Geç kalınmış Oscar yolculuklarımdan birini yaptım bu gece
Oscardan hak ettiğini bulamamış midnight in paris’le. Ve izledikden sonra
gerçektende çok ama çok geç kalmış olduğumu bir kez daha anladım. Tam bir Woody Allen
klasiği duruyor karşımızda. Yine bizi büyülemeye gelmiş sihirbazımız…
Zaten filmin en iyi özgün
senaryo ödülünü almış olması senaryosu hakkında konuşmamızı gereksiz kılıyor.

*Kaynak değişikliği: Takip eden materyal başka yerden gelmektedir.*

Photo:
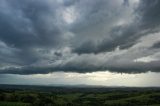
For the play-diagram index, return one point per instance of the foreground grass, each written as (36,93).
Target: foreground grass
(109,98)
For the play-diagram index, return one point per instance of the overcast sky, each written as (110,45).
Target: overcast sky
(45,37)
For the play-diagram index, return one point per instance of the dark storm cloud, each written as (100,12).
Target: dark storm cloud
(38,36)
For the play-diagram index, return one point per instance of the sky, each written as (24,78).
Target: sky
(94,42)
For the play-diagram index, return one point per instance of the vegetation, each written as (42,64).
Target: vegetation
(110,97)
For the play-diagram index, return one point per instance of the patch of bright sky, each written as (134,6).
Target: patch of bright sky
(95,78)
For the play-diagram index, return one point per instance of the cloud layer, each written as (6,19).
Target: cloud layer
(38,36)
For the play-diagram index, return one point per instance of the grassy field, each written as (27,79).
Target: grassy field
(80,97)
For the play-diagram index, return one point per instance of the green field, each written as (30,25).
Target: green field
(81,97)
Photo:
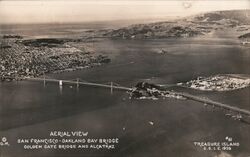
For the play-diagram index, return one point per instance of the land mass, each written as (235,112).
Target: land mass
(21,58)
(187,27)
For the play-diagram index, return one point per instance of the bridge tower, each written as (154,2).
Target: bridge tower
(44,80)
(111,88)
(77,83)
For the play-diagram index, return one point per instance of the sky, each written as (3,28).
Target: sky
(66,11)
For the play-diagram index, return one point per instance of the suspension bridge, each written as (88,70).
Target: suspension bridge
(113,85)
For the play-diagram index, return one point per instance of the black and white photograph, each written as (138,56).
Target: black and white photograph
(124,78)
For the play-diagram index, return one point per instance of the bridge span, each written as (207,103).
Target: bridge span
(113,85)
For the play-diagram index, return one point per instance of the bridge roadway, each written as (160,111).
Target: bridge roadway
(80,83)
(186,95)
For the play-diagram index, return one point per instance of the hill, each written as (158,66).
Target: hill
(186,27)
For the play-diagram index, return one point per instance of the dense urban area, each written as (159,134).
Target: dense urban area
(218,83)
(34,57)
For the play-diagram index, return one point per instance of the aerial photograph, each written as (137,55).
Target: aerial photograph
(124,78)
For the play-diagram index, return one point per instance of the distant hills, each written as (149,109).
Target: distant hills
(187,27)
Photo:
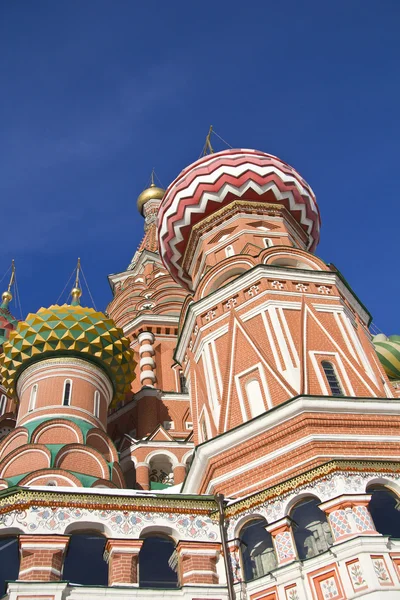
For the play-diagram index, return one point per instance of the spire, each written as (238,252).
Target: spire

Eeeee şurada kalkıp Woody Allen hakkında ahkam tutacak halimiz yok. Sadece âcizane
birkaç fikrimizi söyleyeceğiz o kadar. Öncelikle erkek izleyicilere uyarı
Parisi görme hayali kuran eşiniz veya sevgiliniz varsa filmi izletmeyin. Aksi halde
gitmeniz kaçınılmaz olacak. Merak ediyorum Woody Allen Fransa’dan bir reklam
bedeli olarak ne kadar para talep etti acaba. Gerçi ne adar etse az kalır.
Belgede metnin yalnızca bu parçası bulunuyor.